FL-APU: A Software Architecture to Ease Practical Implementation of Cross-Silo Federated Learning
F. Stricker, J. A. Peregrina, D. Bermbach, C. Zirpins
TL;DR
This work tackles the practical gap in cross-silo federated learning by proposing FL-APU, a scenario-based software architecture tailored for inter-organizational collaboration. It defines governance, authentication, and provenance-centric components across two main systems—the FL Server and FL Client—along with role models, metadata management, and secure communication to support production-ready, privacy-preserving training. Key contributions include a detailed architecture with governance cockpit, data validation, and a SAAM-based scenario evaluation that demonstrates the design can support real-world cross-silo FL workflows in critical infrastructure contexts. The work aims to enable trustworthy, auditable, and negotiable FL processes among competing organizations, paving the way for practical adoption and future field studies.
Abstract
Federated Learning (FL) is an upcoming technology that is increasingly applied in real-world applications. Early applications focused on cross-device scenarios, where many participants with limited resources train machine learning (ML) models together, e.g., in the case of Google's GBoard.

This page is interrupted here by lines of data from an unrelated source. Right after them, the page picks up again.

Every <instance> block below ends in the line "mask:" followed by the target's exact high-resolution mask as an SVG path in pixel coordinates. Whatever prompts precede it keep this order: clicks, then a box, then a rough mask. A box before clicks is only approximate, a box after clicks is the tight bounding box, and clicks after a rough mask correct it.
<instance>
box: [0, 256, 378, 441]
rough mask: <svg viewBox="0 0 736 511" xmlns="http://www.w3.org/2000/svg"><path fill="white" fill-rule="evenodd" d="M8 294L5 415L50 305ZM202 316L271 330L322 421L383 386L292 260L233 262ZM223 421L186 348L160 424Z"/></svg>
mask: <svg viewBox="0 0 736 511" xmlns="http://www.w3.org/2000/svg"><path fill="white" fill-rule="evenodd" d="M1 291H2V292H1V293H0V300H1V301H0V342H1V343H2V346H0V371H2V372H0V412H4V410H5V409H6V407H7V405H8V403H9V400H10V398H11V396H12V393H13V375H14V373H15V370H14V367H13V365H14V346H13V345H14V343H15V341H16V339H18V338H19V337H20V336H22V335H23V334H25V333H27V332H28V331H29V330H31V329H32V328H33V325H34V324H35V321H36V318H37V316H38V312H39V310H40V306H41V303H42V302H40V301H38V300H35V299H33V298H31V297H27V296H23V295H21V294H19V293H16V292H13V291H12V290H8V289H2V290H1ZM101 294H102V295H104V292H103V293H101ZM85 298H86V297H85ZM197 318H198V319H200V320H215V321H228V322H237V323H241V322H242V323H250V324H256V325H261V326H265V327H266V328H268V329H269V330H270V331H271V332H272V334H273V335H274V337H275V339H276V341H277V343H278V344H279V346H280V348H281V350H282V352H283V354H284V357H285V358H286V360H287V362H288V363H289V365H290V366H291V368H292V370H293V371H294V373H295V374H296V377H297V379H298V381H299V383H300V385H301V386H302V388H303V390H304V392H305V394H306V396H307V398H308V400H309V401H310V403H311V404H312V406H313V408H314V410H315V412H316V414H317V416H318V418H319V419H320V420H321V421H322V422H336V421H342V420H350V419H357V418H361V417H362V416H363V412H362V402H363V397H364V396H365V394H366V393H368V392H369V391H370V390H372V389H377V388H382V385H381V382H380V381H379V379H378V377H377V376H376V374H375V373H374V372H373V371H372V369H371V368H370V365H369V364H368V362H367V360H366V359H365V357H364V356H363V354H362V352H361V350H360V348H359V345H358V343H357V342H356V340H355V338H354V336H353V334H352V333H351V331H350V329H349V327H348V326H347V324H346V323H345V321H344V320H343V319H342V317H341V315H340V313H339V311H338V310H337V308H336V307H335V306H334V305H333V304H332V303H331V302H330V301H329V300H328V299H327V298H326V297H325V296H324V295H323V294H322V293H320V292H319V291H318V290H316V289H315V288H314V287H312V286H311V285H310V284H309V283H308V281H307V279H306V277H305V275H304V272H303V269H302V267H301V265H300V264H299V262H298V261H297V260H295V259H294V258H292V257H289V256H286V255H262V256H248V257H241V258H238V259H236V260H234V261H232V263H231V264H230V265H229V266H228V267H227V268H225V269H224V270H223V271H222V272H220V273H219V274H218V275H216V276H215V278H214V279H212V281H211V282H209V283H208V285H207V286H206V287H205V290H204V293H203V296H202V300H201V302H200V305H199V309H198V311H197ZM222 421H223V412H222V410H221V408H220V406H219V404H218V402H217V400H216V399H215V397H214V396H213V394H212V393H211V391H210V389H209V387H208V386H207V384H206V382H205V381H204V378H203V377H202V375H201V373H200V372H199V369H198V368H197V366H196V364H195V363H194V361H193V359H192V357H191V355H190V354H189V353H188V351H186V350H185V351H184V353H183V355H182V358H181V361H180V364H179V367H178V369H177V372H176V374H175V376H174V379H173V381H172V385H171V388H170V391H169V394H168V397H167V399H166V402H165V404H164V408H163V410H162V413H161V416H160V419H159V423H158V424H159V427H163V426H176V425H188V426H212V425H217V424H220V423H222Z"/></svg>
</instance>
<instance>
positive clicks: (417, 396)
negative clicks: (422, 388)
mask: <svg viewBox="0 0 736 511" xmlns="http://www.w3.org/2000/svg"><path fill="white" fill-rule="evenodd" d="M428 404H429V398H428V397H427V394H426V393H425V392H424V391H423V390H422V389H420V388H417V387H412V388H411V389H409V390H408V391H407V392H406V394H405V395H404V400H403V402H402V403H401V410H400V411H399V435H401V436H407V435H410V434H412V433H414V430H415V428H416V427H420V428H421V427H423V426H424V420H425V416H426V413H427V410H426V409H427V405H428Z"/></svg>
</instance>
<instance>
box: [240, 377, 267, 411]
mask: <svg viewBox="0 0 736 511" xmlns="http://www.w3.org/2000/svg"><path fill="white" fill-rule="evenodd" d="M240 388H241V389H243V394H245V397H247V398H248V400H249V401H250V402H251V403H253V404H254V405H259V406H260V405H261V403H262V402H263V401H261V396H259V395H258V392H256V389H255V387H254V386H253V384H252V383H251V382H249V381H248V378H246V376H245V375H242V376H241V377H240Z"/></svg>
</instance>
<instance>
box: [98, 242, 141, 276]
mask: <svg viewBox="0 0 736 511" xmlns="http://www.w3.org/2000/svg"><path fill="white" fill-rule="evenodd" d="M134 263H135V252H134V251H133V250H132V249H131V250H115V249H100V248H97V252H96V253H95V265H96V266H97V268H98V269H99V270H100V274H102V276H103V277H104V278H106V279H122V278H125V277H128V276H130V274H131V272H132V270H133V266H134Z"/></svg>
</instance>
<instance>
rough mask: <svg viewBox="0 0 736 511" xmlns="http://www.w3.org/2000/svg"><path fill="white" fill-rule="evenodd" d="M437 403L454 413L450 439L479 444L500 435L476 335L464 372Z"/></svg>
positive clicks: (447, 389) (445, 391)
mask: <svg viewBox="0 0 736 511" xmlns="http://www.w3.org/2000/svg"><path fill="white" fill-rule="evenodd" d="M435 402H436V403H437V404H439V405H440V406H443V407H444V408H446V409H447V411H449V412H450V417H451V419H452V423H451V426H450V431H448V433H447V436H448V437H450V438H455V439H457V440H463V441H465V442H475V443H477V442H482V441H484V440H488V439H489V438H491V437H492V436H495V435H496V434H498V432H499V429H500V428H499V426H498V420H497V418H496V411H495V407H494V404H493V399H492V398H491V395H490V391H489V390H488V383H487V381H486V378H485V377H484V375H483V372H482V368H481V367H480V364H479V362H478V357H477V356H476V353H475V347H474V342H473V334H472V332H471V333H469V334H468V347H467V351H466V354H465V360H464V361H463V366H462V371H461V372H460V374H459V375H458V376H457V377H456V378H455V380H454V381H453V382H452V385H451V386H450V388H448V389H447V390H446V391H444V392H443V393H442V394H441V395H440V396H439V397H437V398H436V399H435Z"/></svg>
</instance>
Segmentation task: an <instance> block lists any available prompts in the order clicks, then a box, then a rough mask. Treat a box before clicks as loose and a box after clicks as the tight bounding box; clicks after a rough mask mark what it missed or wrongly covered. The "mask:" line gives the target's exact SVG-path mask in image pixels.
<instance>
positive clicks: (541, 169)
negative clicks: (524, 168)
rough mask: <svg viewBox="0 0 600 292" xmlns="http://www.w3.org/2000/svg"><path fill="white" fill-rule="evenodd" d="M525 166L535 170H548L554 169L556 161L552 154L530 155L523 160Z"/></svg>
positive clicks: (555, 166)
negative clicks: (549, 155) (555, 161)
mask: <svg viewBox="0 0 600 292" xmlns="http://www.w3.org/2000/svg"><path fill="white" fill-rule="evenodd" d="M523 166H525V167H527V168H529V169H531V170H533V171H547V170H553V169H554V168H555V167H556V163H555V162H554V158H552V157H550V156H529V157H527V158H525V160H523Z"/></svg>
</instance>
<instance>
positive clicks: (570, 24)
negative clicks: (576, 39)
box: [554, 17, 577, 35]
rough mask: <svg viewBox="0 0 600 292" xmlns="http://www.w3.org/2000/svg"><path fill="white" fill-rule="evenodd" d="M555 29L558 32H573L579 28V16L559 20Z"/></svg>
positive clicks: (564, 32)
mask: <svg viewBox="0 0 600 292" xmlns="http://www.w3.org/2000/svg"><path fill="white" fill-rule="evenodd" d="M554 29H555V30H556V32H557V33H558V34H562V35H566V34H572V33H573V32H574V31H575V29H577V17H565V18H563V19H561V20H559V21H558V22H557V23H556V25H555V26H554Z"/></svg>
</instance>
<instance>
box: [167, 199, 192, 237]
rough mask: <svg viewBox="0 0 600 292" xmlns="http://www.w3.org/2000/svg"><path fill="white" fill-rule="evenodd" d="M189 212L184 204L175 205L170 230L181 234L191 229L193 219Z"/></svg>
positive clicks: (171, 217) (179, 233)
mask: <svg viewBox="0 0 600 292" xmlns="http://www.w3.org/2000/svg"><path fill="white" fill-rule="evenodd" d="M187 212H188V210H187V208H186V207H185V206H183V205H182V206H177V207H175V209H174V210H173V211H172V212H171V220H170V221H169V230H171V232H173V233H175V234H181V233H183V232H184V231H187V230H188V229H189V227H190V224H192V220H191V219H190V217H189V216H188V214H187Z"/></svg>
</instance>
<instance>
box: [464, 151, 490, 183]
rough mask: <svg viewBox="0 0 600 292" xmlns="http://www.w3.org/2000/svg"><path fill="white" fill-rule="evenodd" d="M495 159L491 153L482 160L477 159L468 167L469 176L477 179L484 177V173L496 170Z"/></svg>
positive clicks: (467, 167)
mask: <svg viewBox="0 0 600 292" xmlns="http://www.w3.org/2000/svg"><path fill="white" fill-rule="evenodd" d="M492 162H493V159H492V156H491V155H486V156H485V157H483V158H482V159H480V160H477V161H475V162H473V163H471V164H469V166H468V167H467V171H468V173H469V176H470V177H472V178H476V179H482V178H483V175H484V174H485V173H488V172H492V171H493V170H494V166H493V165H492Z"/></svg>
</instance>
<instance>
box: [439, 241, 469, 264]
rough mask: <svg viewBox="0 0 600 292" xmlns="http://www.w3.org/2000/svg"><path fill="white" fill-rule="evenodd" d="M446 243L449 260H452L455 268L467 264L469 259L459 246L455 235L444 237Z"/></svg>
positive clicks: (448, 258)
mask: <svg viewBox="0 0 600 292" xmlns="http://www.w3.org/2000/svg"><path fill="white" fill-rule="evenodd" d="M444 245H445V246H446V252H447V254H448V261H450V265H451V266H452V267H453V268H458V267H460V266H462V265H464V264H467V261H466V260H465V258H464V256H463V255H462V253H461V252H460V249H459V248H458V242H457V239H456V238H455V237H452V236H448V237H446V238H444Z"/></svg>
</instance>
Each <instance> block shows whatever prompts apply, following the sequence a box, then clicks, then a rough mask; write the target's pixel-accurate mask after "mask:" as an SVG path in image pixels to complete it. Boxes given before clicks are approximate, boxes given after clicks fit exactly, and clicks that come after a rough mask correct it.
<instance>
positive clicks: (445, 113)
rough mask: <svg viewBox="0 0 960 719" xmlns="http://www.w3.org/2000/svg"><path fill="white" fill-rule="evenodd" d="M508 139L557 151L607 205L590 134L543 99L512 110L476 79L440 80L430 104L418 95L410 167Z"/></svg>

Contrarily, cross-silo scenarios have only few participants but with many resources, e.g., in the healthcare domain. Despite such early efforts, FL is still rarely used in practice and best practices are, hence, missing. For new applications, in our case inter-organizational cross-silo applications, overcoming this lack of role models is a significant challenge. In order to ease the use of FL in real-world cross-silo applications, we here propose a scenario-based architecture for the practical use of FL in the context of multiple companies collaborating to improve the quality of their ML models. The architecture emphasizes the collaboration between the participants and the FL server and extends basic interactions with domain-specific features. First, it combines governance with authentication, creating an environment where only trusted participants can join. Second, it offers traceability of governance decisions and tracking of training processes, which are also crucial in a production environment. Beyond presenting the architectural design, we analyze requirements for the real-world use of FL and evaluate the architecture with a scenario-based analysis method.